Im Abschlusskonzert zeigte sich dies deutlich in Werken mit kargstem Instrumentarium, wie dem „Nachruf“ von Wilfried Hiller, das auf dem Semantèrion des griechisch-orthodoxen Ritus zur Ausführung gelangte. Auf vergleichbare Reduktion ließen sich auch Johannes X. Schachtner („Invention II“ für vier Holzblöcke), Nicolaus A. Huber („Clash Music“ für zwei Becken) und Markus Lehmann-Horn (Solo für kleine Trommel, Fuß und Pfeife) mit Mitteln der Verdichtung, Klangdifferenzierung und Strukturbildung überzeugend ein.
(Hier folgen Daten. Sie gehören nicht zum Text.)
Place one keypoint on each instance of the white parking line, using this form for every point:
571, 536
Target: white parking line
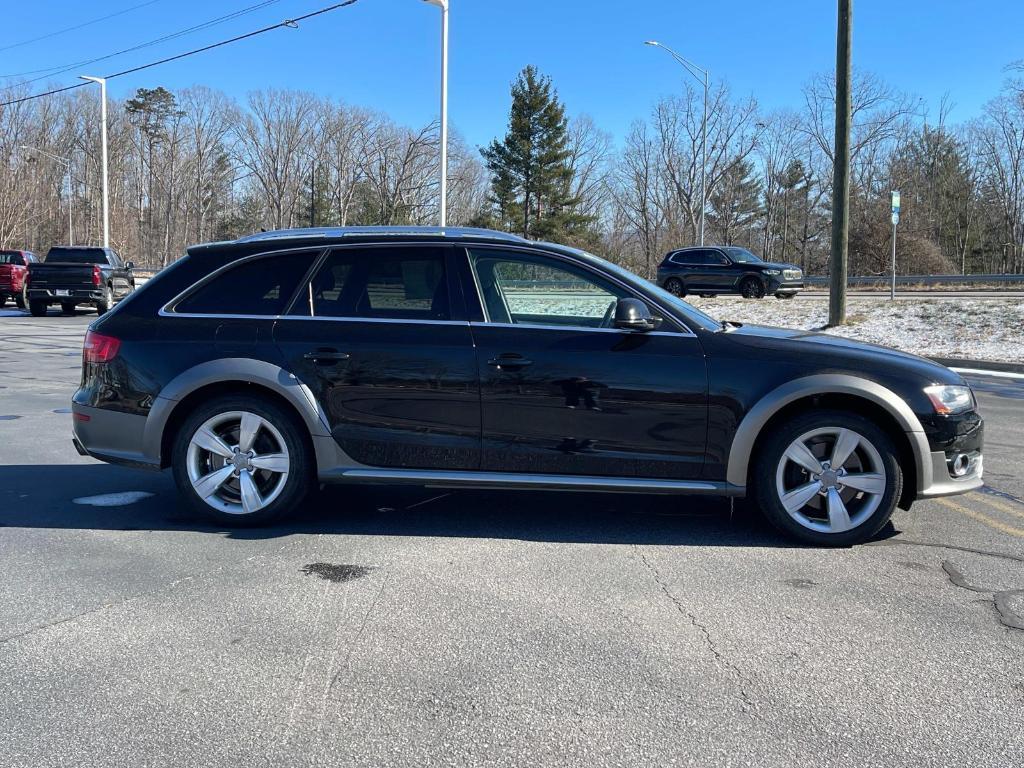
979, 372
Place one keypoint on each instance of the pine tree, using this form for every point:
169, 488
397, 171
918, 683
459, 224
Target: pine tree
531, 179
735, 201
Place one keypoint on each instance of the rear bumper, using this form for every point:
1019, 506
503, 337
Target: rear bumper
78, 294
111, 436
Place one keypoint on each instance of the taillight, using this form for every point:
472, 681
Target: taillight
99, 348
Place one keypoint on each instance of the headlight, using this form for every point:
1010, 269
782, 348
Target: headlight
947, 398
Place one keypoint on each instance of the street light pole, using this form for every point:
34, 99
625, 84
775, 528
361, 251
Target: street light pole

Von höchster Ausdruckskraft in angespannter Emotionsleere präsentierte ein Quartett um Peter Sadlo „Im Auge des Wirbelsturms“ von Peter Kiesewetter, der in der Zeit der Entscheidungsfindung der Jury verstarb. Narrative Bildkulissen bauten indes Dorothee Eberhardt mit dem eindrucksvollen „El Conde de Gondomar“ für ein farbenreiches Set sowie Peter Wittrich mit „Prayer on the Hills“ für Vibraphon und Werner Heider mit „In der Tiefe“ für Marimba. Moritz Eggert trieb wieder einmal seine ironischen Spielchen mit „Processional: Trilocke 1“ für Blaskapelle ohne Bläser mit spaßiger Choreographie.